A Poem Written in Time of Trouble by an Irish Priest Who Had Taken Orders in France

  My thoughts, my grief! are without
    strength
  My spirit is journeying towards
    death
  My eyes are as a frozen sea
  My tears my daily food;
  There is nothing in life but only misery.
  My poor heart is torn
  And my thoughts are sharp wounds within me,
  Mourning the miserable state of Ireland.

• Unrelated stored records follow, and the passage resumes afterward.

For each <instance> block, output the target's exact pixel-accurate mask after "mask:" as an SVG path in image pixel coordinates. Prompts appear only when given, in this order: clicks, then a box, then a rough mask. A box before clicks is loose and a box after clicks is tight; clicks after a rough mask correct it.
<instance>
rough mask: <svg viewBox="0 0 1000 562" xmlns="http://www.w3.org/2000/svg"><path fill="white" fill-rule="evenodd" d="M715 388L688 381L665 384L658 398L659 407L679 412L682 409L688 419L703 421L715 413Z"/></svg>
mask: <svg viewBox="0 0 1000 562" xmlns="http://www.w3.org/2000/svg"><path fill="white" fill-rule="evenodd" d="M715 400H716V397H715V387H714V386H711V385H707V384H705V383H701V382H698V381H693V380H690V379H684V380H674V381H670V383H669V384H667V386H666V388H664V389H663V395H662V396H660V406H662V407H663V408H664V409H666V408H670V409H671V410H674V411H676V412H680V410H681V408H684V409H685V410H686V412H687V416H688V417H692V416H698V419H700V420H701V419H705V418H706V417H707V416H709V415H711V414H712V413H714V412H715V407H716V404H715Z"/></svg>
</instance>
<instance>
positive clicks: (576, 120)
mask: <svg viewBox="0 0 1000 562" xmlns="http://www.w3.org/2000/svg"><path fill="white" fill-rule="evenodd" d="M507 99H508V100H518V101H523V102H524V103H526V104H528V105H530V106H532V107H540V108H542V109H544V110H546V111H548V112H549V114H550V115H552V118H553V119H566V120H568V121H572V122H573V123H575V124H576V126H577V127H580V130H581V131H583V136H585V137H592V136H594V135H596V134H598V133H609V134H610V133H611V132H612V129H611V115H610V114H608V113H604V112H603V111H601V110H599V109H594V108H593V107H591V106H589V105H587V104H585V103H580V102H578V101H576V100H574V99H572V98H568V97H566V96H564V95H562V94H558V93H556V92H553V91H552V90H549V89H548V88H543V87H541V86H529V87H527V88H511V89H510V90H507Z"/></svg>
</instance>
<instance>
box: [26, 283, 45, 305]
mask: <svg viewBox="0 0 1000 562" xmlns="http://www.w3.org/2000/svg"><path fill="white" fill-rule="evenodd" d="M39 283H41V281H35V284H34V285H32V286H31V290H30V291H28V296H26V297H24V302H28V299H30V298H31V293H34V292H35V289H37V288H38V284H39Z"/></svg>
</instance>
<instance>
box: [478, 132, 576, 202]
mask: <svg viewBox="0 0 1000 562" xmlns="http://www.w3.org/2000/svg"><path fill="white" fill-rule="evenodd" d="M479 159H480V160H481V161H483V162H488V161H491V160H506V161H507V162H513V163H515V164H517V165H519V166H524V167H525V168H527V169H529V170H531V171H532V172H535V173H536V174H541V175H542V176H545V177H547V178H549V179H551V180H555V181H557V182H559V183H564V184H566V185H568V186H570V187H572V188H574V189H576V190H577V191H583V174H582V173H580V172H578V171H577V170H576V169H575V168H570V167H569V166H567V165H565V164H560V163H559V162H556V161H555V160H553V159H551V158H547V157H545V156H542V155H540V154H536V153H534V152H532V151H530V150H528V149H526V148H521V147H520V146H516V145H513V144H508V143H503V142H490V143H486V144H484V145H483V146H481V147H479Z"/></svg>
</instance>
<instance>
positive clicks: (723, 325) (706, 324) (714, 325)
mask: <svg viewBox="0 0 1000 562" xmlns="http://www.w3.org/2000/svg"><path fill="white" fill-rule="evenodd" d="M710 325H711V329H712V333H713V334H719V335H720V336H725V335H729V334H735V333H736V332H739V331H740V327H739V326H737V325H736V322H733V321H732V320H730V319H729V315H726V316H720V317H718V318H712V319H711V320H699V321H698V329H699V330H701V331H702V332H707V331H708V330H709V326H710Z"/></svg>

  Misfortune has come upon us all together
  The poor, the rich, the weak and the strong
  The great lord by whom hundreds were main-
    tained
  The powerful strong man, and the man that
    holds the plough;
  And the cross laid on the bare shoulder of every
    man.

  Our feasts are without any voice of priests
  And none at them but women lamenting
  Tearing their hair with troubled minds
  Keening miserably after the Fenians.

  The pipes of our organs are broken
  Our harps have lost their strings that were
    tuned
  That might have made the great lamentations of
    Ireland.
  Until the strong men come back across the sea
  There is no help for us but bitter crying,
  Screams, and beating of hands, and calling out.

  I do not know of anything under the sky
  That is friendly or favourable to the Gael

  But only the sea that our need brings us to,
  Or the wind that blows to the harbour
  The ship that is bearing us away from Ireland;
  And there is reason that these are reconciled
    with us,
  For we increase the sea with our tears
  And the wandering wind with our sighs.